Unfortunately what’s not clear at this time is why RTG is splitting designs like this. Even without dual sourcing any specific GPU, RTG will still incur some extra costs to develop common logic blocks for both fabs. Meanwhile it's also not clear right now whether any single process/fab is better or worse for GPUs, and what die sizes are viable, so until RTG discloses more information about the split order, it's open to speculation what the technical reasons may be. However it should be noted that on the financial side of matters, as AMD continues to execute a wafer share agreement with GlobalFoundries, it’s likely that this split helps AMD to fulfill their wafer obligations by giving GlobalFoundries more of AMD's chip orders.

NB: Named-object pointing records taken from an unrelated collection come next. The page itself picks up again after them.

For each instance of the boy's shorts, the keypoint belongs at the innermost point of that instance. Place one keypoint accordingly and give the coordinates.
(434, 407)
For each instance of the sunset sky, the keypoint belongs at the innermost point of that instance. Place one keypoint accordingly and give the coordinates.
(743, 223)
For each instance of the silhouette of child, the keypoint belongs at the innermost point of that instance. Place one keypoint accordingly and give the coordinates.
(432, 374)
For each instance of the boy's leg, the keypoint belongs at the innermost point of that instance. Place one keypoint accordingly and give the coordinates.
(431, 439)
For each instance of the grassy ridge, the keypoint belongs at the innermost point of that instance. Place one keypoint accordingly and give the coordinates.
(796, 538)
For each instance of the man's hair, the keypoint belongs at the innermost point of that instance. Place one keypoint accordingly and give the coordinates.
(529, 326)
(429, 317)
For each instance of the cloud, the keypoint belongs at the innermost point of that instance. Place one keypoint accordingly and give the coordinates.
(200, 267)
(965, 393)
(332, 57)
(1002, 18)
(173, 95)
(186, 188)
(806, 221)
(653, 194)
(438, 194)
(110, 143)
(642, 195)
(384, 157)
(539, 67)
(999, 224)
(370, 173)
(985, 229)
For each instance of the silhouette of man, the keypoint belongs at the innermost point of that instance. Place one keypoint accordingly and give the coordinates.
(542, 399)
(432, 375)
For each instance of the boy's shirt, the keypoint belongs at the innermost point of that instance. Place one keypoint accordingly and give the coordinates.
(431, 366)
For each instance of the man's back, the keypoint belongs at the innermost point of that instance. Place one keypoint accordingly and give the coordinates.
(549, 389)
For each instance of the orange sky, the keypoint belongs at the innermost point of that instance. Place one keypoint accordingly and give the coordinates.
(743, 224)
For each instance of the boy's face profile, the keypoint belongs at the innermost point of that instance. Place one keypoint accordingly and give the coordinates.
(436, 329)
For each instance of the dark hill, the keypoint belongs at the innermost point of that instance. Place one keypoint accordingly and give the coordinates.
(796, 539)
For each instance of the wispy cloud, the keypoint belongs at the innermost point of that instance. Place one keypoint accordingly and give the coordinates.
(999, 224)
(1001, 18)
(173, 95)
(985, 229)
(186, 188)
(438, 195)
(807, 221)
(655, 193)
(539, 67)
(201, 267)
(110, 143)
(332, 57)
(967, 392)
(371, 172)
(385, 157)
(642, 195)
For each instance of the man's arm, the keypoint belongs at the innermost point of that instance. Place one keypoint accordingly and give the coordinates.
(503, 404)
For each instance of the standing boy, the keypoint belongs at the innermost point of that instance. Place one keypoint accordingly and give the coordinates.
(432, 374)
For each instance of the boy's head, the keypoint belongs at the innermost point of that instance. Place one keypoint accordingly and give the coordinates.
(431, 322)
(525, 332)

In the last financial, AMD had to pay GloFo for un-used wafers due to their contracts. With APUs not being able to keep up in volume, AMD needs dGPU chips being made from GloFo.

The question would be why they would source from TSMC..

With Samsung touting their alternate process, 14ff enhanced power node, clock speed or high TDP GPU is a non-issue.

Thus, the logical answer would be GloFo is incapable of producing a big die on 14ff with decent yields.

But why would TSMC be any better at it? There's rumbling from unhappy SOC customers that their small dies aren't yielding well on TSMC 16nm ff...

Add two together, the big-chip next-gen sounds like a long way away.